“More than two-thirds of drivers think removing the hard shoulder puts those who break down at greater risk”

Investment in roads: prioritise the environment—and driver safety

More than two-thirds of drivers think removing the hard shoulder puts those who break down at greater risk
January 24, 2020

Climate change is one of the most pressing challenges faced across the world. Debates previously held in the abstract are moving into devastating reality. 

So I stand by the Labour Party’s pledge to put tackling climate change at the heart of both our transport and wider economic policy, not least because since 2010 the policies of Tory governments have done so much to undermine sustainable transport.

On road investment the government’s approach has been chaotic. Ministers claimed the Road Investment Strategy for motorways and major A-roads between 2015 and 2020 would “revolutionise the network.” In fact, one in three road projects included in the strategy have been cancelled or delayed. These deferrals will jeopardise the next stage of the plan, to be delivered by Highways England between 2020 and 2025. Doubts also remain over finance, given the government’s abandoning of PFI and uncertainty around the value for money of flagship projects such as the controversial Stonehenge tunnel.

I believe that road spending should focus on providing more capacity for sustainable transport, such as bus priority provisions and integrated transport schemes. We need to develop a more holistic approach to transport funding, rebalanced geographically across the UK. 

Labour committed to repurposing Vehicle Excise Duty to establish a sustainable transport fund. Such a fund could provide £550m per annum for walking and cycling routes, £1.4bn a year to fund free bus travel for under 25s where bus services are deregulated, and £1.3bn a year to restore the 3,000 bus services lost—and deliver an additional 3,000 on top. The fund would also have delivered £500m a year to fund local road improvements and maintenance. Most journeys start and end on local roads and they are used by cyclists and pedestrians too, so fixing potholes and better maintaining these roads ought to be a priority.

The government’s record on road safety is alarming. Three years ago, the Transport Select Committee warned the government about the dangers of all-lane running, where the hard shoulder is open at busy times or even all the time, to ease congestion, with emergency lay-bys staggered along the road. 

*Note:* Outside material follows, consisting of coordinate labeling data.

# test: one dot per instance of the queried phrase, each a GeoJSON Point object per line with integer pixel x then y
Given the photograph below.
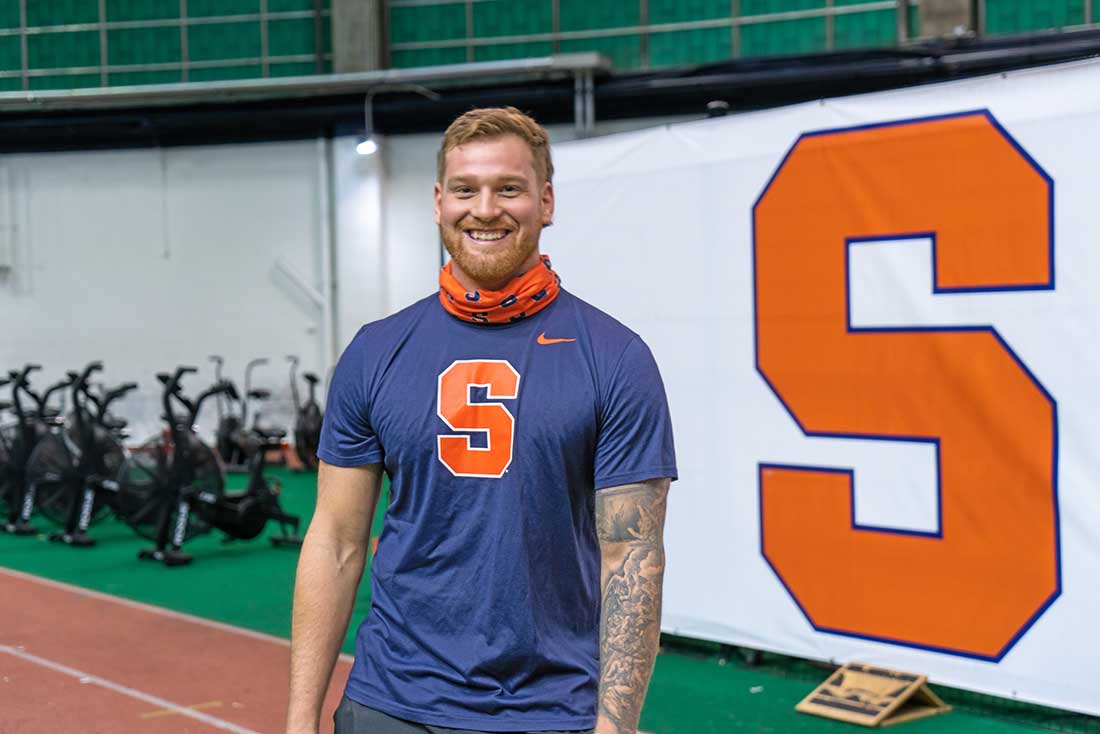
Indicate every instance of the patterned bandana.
{"type": "Point", "coordinates": [523, 296]}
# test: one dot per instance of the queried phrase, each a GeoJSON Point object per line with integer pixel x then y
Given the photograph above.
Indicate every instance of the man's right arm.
{"type": "Point", "coordinates": [330, 567]}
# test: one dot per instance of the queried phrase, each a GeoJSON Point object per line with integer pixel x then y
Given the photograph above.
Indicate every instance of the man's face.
{"type": "Point", "coordinates": [491, 208]}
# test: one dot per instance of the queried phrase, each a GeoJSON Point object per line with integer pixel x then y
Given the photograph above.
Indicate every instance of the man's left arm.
{"type": "Point", "coordinates": [630, 524]}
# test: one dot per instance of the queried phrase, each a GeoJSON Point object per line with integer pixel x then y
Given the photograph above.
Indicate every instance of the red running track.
{"type": "Point", "coordinates": [78, 660]}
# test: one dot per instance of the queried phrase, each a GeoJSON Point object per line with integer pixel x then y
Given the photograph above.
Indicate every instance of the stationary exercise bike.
{"type": "Point", "coordinates": [20, 438]}
{"type": "Point", "coordinates": [185, 484]}
{"type": "Point", "coordinates": [72, 475]}
{"type": "Point", "coordinates": [234, 439]}
{"type": "Point", "coordinates": [307, 425]}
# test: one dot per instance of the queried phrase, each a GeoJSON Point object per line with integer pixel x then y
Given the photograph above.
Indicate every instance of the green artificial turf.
{"type": "Point", "coordinates": [704, 690]}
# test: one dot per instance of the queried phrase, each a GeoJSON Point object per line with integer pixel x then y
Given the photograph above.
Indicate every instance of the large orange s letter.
{"type": "Point", "coordinates": [977, 583]}
{"type": "Point", "coordinates": [492, 419]}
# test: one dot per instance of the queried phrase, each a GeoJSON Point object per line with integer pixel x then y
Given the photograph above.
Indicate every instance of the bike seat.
{"type": "Point", "coordinates": [270, 434]}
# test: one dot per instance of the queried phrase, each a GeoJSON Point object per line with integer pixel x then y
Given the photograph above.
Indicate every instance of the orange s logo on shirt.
{"type": "Point", "coordinates": [985, 576]}
{"type": "Point", "coordinates": [490, 418]}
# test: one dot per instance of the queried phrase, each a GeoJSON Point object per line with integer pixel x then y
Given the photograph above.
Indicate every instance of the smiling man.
{"type": "Point", "coordinates": [517, 581]}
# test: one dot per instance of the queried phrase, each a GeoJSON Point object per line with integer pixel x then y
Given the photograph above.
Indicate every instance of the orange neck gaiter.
{"type": "Point", "coordinates": [523, 296]}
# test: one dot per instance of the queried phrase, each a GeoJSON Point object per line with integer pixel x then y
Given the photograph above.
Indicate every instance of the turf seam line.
{"type": "Point", "coordinates": [154, 610]}
{"type": "Point", "coordinates": [118, 688]}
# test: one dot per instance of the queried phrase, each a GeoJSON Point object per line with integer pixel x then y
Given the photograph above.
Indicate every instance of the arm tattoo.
{"type": "Point", "coordinates": [629, 522]}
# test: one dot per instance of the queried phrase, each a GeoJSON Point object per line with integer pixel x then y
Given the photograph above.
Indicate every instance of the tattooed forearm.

I remain significantly concerned about the safety implications. Indeed, a recent RAC survey found that more than two thirds of drivers think removing the hard shoulder on motorways puts those who break down at greater risk. The government says it is conducting an “evidence stocktake to gather facts.” I say, shouldn’t it have done this before it rolled out more than 230 miles of all-lane running?

Five deaths on Britain’s roads every day, with over 10 times that number seriously injured, is a scandal we have too readily come to accept. It’s an unacceptable price to pay for the convenience of car use. That’s why Labour called for a “target zero” approach to deaths on roads—we need not accept these deaths and injuries as inevitable.

The UK’s roads have suffered from a decade of mismanagement under the Conservatives. We need a significant refocusing of approach, to deliver the meaningful changes so urgently required.